Each of the schools has multiple campuses: Y.U. has different Manhattan undergraduate campuses for women and men; HUC-JIR has locations in New York, Cincinnati, Los Angeles and Jerusalem, and JTS has campuses in Manhattan and Jerusalem. Each school wants its students in multiple locations to be able to take some classes simultaneously, the respective school executives said, but it’s difficult for them to muster the necessary technology individually.

“The fact that we’re doing it together reflects that there’s a level of trust there which is unprecedented,” said Arnold Eisen, chancellor of JTS.

That trust has been built over the past few years during yearly private dinners the academic administrators attend with their wives at the home of Y.U.’s Joel Riverdale in the Riverdale section of the Bronx. “If you get to know and respect each other as people, you build a trust,” Joel told the Forward.

But there’s also nothing like a crisis — such as the current economic one — to help financially struggling institutions realize that they have shared interests. “With this destabilizing and continually troubling recession, any economizing is in everyone’s interest,” Edelsberg said.

Eisen touted another potential upside in the tanking economy on which the grant may capitalize.

“I’m hoping some people who might have gone into investment banking and law will go into this field if there’s money for them,” he said. “It would be the silver lining in this cloud of the economy.”

Indeed, this year there are three times as many students entering the education schools of HUC-JIR as there were last year, Ellenson said.

The Jim Joseph Foundation, based in San Francisco, was incorporated in 2006 and has about $800 million in assets. It is one of a handful of major Jewish family foundations, including the Charles and Lynn Schusterman Family Foundation and the Avi Chai Foundation, to focus on Jewish education. Its new grant is among the largest of those recently given to train Jewish educators.
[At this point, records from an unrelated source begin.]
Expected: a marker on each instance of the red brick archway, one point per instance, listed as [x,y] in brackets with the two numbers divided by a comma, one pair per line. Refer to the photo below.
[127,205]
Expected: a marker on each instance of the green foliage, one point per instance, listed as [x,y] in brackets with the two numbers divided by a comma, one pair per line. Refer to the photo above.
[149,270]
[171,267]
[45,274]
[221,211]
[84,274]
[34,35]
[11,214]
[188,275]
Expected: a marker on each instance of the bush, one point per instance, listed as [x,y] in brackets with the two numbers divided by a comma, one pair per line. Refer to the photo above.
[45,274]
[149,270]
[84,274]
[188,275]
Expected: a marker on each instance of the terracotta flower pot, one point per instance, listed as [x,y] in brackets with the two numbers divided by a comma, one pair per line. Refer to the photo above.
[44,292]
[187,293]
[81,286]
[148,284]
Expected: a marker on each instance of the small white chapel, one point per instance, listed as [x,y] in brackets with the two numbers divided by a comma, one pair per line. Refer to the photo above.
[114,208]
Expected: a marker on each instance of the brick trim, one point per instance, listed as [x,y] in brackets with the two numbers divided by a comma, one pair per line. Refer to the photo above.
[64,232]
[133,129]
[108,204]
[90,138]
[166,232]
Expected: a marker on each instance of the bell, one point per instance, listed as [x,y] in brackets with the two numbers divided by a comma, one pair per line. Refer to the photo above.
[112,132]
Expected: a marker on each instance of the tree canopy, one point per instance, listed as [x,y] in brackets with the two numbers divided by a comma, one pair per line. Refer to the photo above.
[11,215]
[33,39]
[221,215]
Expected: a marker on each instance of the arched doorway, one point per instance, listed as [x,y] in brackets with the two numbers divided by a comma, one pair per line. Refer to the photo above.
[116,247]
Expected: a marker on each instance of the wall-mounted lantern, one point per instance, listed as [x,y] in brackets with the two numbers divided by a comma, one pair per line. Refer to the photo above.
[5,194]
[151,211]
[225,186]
Jim Joseph also announced earlier this year that it is giving $11 million over two years for financial aid to families sending their children to Jewish day schools and camps in five communities around the country.

The new grant “is a vote of confidence for the three schools when budgets are cramped and the tendency is just to cut, and all some people can think of is cutting,” Eisen said. “We can’t simply replace missing funds” with the grant. But this “is pushing us to innovate, which is a very good combination.”

Even prior to the grant, JTS and HUC-JIR had been working together on two projects for the past few years: one training congregational school educators, funded by UJA-Federation of New York, and another, funded by Schusterman, that brings together eight rabbinical students from each seminary for fellowships to enhance interdenominational cooperation. This year, for the first time, Conservative and Reform cantorial students at their schools’ Jerusalem campuses will be studying together, and the two institutions are sharing visiting Israel studies faculty.

Edelsberg sounded hopeful that the current grant work would spur future cooperative endeavors. “They might enter into agreements for joint degree study,” he told the Forward.

Joel was more restrained. He stressed that the cooperative work was “pragmatic rather than ideological.” But despite the “not-to-be-papered-over differences that have major consequences,” Joel said, “there are areas where we come together and need to advance the future of our people.”